N.B. Hardeman: ". . . it is not the work of the church to furnish entertainment for the members. And yet many churches have drifted into such an effort. They enlarge their basements, put in all kinds of gymnastic apparatus, and make every sort of appeal to the young people of the congregation. I have never read anything in the Bible that indicated to me that such was a part of the work of the church. I am wholly ignorant of any Scripture that even points in that direction" (Tabernacle Sermons, Vol. V).
B.C. Goodpasture: "It is not the mission of the church to furnish amusement for the world or even for its own members. Innocent amusement in proper proportion has its place in the life of all normal persons, but it is not the business of the church to furnish it. The church would come off a poor second if it undertook to compete with institutions established for the express purpose of entertaining people. It would make itself ridiculous if it entered into such competition. Again, it is not the responsibility of the church as such to furnish recreation for its members. A certain amount of recreation is necessary to the health and happiness of the individual . . . but it is not the function of the church to furnish the play. The church was not established to furnish athletics. .For the church to turn aside from its divine work to furnish amusement and recreation is to pervert its mission. It is to degrade its mission. Amusement and recreation should stem from the home rather than the church. The church, like Nehemiah, has a great work to do; and it should not come down on the plains of Ono to amuse and entertain. As the church turns its attention to amusement and recreation, it will be shorn of its power as Samson was when his hair was cut. Only as the church becomes worldly, as it pillows its head on the lap of Delilah, will it want to turn from its wonted course to relatively unimportant matters. Imagine Paul selecting and training a group of brethren to compete in the Isthmian games!" (Gospel Advocate, May 20, 1948, p. 484)

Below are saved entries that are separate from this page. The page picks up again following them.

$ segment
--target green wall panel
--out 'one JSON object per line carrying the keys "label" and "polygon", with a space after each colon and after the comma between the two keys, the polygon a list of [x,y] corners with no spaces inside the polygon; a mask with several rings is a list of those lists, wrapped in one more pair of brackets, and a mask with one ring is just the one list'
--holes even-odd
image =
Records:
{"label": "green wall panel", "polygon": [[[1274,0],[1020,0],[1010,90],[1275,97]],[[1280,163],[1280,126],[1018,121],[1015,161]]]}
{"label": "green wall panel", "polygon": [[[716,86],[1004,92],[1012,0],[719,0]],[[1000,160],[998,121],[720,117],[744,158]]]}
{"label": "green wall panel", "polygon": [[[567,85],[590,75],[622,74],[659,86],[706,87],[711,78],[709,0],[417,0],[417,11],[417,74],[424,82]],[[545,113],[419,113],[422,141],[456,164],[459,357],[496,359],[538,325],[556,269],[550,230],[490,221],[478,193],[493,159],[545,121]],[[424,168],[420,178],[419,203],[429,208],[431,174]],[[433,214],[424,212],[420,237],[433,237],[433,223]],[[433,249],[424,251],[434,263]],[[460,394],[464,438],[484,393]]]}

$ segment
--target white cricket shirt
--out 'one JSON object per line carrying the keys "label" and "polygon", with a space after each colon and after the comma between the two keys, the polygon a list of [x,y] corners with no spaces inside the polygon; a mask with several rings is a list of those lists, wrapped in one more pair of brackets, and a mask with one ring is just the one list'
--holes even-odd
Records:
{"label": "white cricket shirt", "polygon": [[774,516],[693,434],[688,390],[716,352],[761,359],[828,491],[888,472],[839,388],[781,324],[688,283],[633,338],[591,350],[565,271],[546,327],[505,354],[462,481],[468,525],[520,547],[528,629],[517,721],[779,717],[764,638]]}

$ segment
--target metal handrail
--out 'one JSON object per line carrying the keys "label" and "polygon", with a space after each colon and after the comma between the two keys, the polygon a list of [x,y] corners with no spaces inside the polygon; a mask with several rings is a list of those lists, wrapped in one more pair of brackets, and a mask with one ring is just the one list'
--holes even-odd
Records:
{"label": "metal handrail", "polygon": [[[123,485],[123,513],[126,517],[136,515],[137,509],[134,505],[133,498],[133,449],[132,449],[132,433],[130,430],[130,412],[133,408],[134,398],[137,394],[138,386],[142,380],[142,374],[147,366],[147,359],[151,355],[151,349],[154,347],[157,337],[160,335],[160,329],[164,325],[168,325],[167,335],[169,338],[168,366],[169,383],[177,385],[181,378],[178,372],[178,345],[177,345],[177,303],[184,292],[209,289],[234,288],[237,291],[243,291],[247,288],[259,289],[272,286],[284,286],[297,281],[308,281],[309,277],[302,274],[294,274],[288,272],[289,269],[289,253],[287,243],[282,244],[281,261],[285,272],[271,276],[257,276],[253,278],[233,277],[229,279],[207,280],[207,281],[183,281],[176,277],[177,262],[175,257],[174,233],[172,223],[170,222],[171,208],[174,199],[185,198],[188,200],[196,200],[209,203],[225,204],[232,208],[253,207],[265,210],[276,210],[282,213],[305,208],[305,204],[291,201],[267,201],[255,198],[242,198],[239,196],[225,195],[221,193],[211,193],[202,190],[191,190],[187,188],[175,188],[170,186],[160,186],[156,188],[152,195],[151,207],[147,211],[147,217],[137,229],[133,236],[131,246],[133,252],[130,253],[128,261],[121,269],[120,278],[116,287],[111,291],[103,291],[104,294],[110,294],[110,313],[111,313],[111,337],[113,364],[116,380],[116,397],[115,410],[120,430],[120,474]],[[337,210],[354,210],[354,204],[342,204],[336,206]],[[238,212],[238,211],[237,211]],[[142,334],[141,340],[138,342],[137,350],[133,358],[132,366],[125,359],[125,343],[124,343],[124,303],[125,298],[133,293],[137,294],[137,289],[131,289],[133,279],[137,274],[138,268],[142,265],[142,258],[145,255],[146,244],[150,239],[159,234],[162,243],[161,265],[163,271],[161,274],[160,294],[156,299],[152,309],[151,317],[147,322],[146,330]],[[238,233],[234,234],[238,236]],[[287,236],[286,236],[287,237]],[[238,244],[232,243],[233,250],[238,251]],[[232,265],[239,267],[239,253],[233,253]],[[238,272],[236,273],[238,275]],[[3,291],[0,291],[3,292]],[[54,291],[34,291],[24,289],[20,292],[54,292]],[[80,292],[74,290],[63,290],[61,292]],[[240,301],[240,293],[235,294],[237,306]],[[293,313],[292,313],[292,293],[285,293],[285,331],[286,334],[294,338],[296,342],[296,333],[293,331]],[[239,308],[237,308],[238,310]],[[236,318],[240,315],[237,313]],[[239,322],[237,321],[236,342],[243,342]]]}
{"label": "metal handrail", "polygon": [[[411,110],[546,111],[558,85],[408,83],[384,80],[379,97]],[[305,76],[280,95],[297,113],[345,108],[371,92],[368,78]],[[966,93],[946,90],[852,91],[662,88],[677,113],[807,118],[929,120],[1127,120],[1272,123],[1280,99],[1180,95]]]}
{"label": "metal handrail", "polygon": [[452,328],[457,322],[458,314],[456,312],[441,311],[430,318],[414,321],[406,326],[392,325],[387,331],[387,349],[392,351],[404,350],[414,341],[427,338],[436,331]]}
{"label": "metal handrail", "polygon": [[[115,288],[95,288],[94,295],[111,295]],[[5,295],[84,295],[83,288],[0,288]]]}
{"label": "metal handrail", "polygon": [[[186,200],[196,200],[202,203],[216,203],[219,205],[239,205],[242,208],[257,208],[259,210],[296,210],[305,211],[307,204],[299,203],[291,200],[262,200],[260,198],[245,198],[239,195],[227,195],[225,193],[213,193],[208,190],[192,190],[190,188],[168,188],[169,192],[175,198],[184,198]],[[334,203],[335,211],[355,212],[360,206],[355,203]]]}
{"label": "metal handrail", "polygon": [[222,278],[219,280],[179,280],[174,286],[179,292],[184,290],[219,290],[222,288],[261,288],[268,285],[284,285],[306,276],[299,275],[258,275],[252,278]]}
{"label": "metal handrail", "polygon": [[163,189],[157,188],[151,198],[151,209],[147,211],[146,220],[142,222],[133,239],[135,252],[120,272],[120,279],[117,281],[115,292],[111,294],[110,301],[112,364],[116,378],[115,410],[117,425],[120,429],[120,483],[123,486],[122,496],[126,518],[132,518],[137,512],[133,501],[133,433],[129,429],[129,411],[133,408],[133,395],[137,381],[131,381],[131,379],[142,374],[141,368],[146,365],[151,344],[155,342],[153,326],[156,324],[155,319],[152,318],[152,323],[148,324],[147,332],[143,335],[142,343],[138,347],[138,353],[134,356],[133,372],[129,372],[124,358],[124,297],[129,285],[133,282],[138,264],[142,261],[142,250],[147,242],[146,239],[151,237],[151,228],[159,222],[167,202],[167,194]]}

Roy H. Lanier, Sr.: "Recreation and entertainment are good for young people,. . . But such activities are the responsibility of the home, not the church. . .And there are congregations which have kindergartens five days a week for children under school age. Some of them charge tuition, but some do not. . . Where is the Scripture which authorizes a church to educate the children of parents who are able to pay for their education? And if the church charges tuition, where is the Scripture that authorizes the church to charge for its services? A church may as well charge for its Sunday school instruction as to charge for its Monday school instruction. The truth of the matter is that the church is involved in a work which it is not authorized to do, and using the time and energy of its members in a work which is the responsibility of the home" (Firm Foundation, March 22, 1977, p. 201).